A second chance deserved
I do not claim to be an early morning person. Anything before 8 a.m. is just too early for me to lift myself out of bed to start my day. But, after sitting in on the juvenile and family drug court sessions with Judge Bob Armstrong on Thursday at 7:30 a.m., I found that my pouting about waking up early was very unwarranted.
I left the courtroom feeling like for all the struggles and mishaps in my day, maybe everything isn’t as bad as it seems in my small universe. The people, citizens who have done no criminal acts, at these weekly court sessions are either there by choice or by Armstrong’s court order, but all are committed it in the program that require weekly progress report viewing in court with Armstrong, attending and behaving well in school or G.E.D. programs.
The people in the program want to better themselves for their children, families and themselves. They want to be free from their habits that caused them to have their children taken away from them. They want to heal severed relationships with their children. And they want to be honestly happy again.
One woman said she did not know she could be this happy. She thought that when she had been drinking that she was happy in those moments, but sober life has brought her more joy than she knew possible.
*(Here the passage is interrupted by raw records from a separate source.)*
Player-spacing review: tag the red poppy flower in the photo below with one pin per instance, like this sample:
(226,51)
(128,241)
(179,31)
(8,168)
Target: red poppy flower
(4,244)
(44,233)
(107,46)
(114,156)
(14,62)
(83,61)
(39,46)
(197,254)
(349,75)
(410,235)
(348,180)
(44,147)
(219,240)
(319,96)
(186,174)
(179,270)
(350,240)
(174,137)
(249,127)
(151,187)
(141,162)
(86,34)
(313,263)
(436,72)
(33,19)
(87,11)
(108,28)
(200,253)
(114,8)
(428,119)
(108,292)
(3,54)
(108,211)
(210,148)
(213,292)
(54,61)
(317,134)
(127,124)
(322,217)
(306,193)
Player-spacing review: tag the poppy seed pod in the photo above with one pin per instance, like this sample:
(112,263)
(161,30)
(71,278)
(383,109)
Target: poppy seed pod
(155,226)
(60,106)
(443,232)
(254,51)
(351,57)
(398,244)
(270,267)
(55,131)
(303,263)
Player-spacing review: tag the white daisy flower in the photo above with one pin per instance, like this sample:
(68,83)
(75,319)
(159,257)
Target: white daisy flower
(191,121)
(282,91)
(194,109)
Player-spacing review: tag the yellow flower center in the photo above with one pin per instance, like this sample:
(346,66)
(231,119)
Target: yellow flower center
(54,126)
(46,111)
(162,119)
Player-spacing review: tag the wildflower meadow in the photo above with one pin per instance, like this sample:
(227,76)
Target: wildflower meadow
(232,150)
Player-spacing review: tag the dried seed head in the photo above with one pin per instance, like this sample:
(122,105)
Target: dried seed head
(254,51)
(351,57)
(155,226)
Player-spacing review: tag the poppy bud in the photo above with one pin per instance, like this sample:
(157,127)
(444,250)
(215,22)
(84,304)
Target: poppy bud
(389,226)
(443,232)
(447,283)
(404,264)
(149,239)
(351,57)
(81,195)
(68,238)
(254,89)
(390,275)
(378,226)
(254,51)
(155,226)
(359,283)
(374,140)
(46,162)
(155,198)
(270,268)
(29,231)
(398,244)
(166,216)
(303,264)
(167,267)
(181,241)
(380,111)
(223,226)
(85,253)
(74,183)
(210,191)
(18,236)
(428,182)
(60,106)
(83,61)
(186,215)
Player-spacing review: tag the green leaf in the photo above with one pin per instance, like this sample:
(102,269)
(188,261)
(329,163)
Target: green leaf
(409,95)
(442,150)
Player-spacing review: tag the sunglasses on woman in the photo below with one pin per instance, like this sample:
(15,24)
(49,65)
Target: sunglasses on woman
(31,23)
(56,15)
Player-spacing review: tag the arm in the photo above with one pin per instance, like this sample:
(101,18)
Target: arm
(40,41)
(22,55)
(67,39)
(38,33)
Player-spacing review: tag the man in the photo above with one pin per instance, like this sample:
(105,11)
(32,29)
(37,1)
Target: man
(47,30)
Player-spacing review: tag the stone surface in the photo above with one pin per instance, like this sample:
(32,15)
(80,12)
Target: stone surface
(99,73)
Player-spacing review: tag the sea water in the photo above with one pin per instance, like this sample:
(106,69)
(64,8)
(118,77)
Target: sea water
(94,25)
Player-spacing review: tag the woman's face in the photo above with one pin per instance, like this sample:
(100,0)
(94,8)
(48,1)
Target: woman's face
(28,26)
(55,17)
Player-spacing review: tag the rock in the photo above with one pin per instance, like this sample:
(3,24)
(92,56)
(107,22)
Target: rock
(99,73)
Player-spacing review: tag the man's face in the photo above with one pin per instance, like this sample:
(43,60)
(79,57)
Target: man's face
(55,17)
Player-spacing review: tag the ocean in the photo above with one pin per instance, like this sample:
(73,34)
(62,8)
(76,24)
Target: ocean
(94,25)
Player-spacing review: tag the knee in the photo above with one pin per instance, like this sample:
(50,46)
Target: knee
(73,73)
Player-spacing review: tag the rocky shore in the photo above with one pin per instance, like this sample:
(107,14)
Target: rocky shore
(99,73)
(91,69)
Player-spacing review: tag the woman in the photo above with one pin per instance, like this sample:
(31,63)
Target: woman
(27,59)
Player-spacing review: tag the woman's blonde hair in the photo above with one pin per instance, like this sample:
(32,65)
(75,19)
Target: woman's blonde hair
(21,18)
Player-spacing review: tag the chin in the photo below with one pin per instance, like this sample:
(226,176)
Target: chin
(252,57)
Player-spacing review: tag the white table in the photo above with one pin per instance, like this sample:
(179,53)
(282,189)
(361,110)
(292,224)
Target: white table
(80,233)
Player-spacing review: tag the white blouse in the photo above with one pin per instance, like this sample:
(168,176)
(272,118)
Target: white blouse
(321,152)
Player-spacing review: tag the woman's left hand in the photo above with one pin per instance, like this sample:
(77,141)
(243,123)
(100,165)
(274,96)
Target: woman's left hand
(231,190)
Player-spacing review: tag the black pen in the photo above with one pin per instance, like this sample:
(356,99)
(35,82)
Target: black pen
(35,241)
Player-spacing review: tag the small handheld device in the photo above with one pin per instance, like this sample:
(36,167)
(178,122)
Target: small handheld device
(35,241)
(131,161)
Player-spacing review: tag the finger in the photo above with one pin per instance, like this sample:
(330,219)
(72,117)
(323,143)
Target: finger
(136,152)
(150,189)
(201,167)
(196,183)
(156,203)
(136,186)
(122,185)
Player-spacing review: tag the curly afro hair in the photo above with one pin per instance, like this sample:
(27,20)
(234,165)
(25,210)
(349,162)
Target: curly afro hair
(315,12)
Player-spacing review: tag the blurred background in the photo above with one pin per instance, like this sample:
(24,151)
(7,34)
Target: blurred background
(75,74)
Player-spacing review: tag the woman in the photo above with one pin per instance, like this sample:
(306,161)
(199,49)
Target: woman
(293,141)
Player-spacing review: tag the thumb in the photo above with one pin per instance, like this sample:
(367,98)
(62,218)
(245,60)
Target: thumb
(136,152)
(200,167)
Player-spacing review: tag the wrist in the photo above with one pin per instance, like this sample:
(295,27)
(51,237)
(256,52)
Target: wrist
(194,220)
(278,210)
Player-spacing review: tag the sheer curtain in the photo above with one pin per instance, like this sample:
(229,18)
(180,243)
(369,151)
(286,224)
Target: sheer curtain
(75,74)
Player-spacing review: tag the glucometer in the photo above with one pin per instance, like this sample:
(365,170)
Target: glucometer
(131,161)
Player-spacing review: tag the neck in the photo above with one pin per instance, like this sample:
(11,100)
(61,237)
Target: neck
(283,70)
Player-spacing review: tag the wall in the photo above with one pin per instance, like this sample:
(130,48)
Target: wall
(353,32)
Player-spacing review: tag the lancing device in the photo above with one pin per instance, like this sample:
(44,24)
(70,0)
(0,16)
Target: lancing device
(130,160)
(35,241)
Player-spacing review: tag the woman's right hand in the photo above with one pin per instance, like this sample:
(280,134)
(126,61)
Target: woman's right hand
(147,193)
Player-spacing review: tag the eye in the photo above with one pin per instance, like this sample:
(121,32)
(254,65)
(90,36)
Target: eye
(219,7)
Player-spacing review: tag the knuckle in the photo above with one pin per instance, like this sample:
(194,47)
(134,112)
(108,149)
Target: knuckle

There were just smiles all around, which is heart-warming for a group that has hit close to rock bottom, if not farther. Even for one woman, who was attending the court session for the first time, looked hopeful. I don’t know how hard it was for her to walk into the door of the courthouse to come to the session, but I think it probably took a lot of courage. It took courage because she had to admit she needed outside help to solve the struggles she faced daily.
I don’t know what these people looked like before they walked into these sessions, but according to the raving reviews from Armstrong about the progress of these people, I think they have come a far journey. Armstrong is helping these people have a second chance at a life with their families.
Sitting in the courtroom on Thursday morning, I realized that maybe everyone needs a second chance. It just takes someone to see that glimmer of hope inside of you. With a little encouragement and accountability, I think these people deserve more than a second chance. They deserve, and have earned, my respect.